- Born: New York City, NY
- Education: Vassar College, University of the District of Columbia, University of Baltimore School of Law, London School for Social Research, Rice University, and the Fashion Institute of Technology
- Occupation: Artist
- Known for: Abstract painting
- Website: www.rosettadeberardinis.com

= Rosetta DeBerardinis =

American artist

Rosetta DeBerardinis is an American artist (born in New York) currently working out of New York City.

== Education ==
She is a graduate of Vassar College and holds advanced degrees from the University of the District of Columbia, the University of Baltimore School of Law, and also studied at the London School for Social Research, Rice University, and the Fashion Institute of Technology.

== Awards ==
DeBerardinis has been granted multiple awards by the District of Columbia Commission on the Arts and Humanities and by Liquitex, a manufacturer of professional art materials.

== Artwork ==
DeBerardinis is an abstract painter with works as large as nine feet, and three-dimensional pieces which incorporate recycled materials. Her artwork has been exhibited nationally and internationally in museums, galleries, universities, and art venues and is included in both public and private collections. Her work has been exhibited at The Corcoran Gallery of Art, Hampton University Museum, the Dallas Women’s Museum, the City Museum of Varaždin, Croatia, The Museum of Latin American Art, the Noyes Museum, the African American Museum of Dallas, and the Islip Museum.
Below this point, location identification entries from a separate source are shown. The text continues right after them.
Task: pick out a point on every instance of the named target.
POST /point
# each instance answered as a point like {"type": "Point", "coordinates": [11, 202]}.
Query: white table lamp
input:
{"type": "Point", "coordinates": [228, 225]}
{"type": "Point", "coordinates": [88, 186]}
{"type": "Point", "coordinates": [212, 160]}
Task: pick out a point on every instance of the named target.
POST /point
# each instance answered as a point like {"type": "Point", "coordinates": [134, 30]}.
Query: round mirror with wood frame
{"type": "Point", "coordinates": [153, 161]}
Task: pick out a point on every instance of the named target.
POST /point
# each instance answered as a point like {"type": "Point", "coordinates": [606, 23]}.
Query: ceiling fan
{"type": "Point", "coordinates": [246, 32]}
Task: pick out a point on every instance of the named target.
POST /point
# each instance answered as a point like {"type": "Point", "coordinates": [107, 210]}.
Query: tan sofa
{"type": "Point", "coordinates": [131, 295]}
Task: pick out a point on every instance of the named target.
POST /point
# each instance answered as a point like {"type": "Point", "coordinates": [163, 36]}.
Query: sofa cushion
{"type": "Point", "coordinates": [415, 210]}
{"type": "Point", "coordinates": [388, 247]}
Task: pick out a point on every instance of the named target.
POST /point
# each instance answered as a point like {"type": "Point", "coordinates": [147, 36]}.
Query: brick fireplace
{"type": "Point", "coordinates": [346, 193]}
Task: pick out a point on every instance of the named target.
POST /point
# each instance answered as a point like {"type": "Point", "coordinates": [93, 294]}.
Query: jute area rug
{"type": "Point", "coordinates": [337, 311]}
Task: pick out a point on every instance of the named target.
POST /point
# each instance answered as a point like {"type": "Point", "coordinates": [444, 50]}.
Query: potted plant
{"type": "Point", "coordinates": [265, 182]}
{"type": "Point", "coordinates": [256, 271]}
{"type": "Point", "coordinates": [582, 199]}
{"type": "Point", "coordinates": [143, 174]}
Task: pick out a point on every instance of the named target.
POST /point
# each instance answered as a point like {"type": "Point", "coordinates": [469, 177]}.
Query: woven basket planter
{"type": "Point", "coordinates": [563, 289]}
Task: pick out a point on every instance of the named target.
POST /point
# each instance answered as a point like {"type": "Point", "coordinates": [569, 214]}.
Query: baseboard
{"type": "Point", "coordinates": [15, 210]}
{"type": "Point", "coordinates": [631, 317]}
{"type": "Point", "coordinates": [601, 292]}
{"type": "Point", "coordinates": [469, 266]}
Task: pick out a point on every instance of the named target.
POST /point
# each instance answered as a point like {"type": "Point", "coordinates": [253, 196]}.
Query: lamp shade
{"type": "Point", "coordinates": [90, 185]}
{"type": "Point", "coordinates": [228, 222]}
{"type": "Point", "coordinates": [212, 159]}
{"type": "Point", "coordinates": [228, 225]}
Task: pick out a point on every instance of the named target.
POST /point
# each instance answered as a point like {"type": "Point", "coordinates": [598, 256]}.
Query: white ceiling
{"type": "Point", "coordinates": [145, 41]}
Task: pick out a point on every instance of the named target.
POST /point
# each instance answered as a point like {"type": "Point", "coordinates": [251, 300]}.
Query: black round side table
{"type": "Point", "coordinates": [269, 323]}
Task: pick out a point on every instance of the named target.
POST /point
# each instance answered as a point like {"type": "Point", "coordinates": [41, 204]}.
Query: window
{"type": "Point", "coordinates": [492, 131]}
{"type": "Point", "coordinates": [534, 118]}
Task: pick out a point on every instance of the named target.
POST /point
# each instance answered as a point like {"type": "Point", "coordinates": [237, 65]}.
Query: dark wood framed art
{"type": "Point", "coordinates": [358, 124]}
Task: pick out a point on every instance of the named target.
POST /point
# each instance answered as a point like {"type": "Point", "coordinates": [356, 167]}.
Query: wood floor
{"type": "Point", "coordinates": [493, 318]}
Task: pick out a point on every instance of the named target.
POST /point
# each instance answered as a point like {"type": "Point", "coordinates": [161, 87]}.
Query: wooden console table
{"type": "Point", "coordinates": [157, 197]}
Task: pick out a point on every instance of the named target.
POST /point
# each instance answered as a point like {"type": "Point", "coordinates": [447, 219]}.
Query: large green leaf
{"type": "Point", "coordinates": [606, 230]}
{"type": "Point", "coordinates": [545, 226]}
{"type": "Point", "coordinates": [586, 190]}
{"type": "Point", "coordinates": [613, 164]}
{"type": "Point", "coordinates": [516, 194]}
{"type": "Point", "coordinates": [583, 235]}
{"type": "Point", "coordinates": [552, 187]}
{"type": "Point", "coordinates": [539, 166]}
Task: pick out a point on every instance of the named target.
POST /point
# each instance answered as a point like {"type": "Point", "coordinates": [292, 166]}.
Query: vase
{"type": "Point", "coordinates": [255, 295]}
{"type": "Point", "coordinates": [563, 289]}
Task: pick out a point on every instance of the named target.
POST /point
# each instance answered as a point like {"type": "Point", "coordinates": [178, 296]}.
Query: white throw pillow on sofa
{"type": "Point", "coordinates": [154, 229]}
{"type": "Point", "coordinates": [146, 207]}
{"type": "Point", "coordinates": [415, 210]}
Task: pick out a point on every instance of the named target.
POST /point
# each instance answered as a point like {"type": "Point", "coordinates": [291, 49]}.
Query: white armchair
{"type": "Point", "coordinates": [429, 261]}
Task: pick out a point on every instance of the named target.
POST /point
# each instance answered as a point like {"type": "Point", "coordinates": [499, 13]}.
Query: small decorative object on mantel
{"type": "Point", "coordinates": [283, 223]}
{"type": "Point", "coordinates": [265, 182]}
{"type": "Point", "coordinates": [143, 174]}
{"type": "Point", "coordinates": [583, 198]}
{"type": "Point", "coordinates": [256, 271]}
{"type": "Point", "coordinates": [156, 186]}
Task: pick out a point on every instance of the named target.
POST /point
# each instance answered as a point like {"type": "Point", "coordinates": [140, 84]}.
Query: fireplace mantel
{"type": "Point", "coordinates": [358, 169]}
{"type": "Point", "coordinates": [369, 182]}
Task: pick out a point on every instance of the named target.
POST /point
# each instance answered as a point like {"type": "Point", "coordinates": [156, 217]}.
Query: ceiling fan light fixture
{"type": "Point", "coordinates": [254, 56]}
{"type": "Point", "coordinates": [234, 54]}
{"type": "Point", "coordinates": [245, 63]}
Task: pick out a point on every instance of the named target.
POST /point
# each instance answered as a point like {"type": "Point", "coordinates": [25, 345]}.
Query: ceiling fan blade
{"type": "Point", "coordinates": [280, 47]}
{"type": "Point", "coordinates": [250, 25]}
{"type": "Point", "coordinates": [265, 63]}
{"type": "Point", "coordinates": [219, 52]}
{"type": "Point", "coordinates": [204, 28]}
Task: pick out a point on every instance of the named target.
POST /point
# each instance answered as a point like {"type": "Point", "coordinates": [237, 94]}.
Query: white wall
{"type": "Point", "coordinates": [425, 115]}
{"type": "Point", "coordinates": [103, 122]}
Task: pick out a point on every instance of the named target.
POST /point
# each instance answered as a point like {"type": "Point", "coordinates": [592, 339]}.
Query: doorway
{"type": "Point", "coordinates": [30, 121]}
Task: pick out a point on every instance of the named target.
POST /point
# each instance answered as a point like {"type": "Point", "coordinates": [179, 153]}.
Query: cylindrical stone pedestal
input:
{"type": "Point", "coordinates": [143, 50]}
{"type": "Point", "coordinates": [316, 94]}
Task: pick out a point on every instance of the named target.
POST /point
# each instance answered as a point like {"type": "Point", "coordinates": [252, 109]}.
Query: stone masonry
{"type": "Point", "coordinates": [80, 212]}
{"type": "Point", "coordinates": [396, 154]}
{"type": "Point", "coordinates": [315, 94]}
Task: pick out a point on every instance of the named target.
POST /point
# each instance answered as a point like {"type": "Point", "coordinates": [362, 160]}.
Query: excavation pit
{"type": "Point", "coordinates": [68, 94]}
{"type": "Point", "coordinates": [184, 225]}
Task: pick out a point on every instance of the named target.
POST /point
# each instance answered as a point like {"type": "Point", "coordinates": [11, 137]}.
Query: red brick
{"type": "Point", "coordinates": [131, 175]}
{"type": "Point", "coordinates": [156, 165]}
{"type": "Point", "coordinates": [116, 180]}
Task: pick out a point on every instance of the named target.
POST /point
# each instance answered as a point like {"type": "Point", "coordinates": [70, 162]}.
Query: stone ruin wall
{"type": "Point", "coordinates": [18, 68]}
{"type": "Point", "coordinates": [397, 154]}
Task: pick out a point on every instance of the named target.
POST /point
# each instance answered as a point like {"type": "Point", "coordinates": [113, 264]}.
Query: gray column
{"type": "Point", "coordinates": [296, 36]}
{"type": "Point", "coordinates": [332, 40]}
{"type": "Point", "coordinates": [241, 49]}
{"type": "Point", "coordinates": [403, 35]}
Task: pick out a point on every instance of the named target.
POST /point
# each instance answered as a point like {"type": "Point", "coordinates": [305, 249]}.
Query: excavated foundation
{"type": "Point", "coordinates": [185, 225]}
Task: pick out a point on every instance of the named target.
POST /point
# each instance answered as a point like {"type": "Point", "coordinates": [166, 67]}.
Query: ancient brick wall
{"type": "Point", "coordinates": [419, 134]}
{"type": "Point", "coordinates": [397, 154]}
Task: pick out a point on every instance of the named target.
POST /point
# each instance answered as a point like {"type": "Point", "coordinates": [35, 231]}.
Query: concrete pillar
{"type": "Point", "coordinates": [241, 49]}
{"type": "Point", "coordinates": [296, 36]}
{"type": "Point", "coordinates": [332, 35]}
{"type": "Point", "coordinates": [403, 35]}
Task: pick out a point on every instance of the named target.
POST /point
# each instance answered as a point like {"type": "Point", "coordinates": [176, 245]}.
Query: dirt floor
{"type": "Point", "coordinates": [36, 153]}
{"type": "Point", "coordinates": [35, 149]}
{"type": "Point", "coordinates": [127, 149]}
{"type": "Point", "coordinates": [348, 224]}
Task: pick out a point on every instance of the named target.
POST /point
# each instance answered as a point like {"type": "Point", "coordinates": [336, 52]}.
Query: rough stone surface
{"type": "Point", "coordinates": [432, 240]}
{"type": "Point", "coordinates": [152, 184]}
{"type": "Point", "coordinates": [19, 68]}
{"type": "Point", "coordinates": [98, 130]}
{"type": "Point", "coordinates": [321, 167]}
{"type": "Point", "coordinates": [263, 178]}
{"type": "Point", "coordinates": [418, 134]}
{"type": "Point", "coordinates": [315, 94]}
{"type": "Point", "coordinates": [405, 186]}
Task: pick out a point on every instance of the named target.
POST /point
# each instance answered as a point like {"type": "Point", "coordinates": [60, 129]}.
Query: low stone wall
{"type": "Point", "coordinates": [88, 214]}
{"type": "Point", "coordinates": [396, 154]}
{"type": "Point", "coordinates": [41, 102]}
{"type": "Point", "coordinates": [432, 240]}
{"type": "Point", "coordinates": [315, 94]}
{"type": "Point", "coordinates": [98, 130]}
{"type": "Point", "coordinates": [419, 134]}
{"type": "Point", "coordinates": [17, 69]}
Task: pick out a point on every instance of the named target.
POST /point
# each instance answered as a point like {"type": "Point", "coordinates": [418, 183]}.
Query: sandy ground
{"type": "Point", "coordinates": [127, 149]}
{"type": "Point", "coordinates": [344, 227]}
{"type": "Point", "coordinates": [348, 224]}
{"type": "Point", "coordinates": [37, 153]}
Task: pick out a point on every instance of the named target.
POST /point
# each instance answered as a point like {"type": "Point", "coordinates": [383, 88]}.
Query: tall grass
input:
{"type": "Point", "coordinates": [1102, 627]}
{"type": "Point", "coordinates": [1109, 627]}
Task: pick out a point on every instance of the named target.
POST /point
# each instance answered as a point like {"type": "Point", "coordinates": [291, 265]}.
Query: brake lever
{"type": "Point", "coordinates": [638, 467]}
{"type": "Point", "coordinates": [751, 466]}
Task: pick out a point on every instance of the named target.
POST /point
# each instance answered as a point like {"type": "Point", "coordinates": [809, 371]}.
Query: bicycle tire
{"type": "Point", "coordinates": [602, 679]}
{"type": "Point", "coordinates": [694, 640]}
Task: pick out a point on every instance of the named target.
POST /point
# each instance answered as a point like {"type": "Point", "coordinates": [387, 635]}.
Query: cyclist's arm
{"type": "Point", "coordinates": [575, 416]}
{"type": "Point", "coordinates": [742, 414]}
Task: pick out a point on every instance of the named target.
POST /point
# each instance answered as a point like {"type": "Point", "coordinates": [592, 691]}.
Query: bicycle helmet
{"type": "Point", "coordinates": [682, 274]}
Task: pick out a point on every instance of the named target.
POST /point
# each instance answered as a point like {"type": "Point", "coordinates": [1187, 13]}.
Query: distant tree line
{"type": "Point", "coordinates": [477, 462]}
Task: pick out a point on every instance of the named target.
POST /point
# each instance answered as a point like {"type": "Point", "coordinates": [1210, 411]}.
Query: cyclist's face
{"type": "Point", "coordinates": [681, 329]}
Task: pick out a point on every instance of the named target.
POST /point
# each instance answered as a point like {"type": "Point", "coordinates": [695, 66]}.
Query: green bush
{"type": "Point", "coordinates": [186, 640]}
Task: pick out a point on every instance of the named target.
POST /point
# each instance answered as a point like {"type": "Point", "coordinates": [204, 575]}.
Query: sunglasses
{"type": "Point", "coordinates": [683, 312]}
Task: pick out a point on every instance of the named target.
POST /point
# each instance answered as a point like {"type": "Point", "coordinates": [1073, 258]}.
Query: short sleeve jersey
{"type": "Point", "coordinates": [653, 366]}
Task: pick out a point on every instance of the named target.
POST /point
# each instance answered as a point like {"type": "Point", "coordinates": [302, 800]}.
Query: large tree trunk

She notes about her own work:"There is no representational narrative. I aim to achieve subtle reaction and to evoke some emotional or visual response. The viewer is not expected to see what I see, but to use the work as a source for their individual perception based upon their personal filters be it the heart, soul, brain or their eye. Each painting requires laying and interlocking materials. The work begins and ends with a dance. There is no sound in the studio. The creative process writes the tempo and is the only beat. I watch the pigment spread, drip, melding, expand and shrink, then merge and part again repeating until dry-forever changing."In 2003, she was nominated by art historian Barbara Rose, David Rubin and other jurors to represent the United States as a lifetime member on its team for the Florence, Italy Biennale.

== Collections ==
DeBerardinis' work is held in the following permanent collections:
- Collection of the City of Washington, DC
- Black Mountain College Museum
•PNC Bank Permanent Collection

•Marriott Marquis Hotel Permanent Collection

== Public installations ==

- 1998 A Ticket to the Past, Verizon Center, Washington, DC
- 2008 Tile Installation, Kanoria Centre for the Arts, Ahmedabad, India
- 2008 Tile Installation, Chiang Mai International Airport, Beijing China
- 2008 Row House Project, Historic Main Street, Baltimore, MD
- 2009 Art on Call, Department of Tourism, Washington, DC
- 2017 The Connective Project: Prospect Park, Brooklyn, NY

== Awards ==

- 2009 Liquitex Artist of the Month (January) Award
- 2007-09 Residency, School 33 Art Center, Baltimore, MD
- 2010-01 Residency, Zenith Community Art Center, Washington, DC
- 2013 DC Art Bank Collection Grant, DC Commission on the Arts and Humanities
- 2014 DC Art Bank Collection Grant, DC Commission on the Arts and Humanities
- 2016 “Celebrating the Genius of Women”: Recognition Award, Women in the Arts, Inc.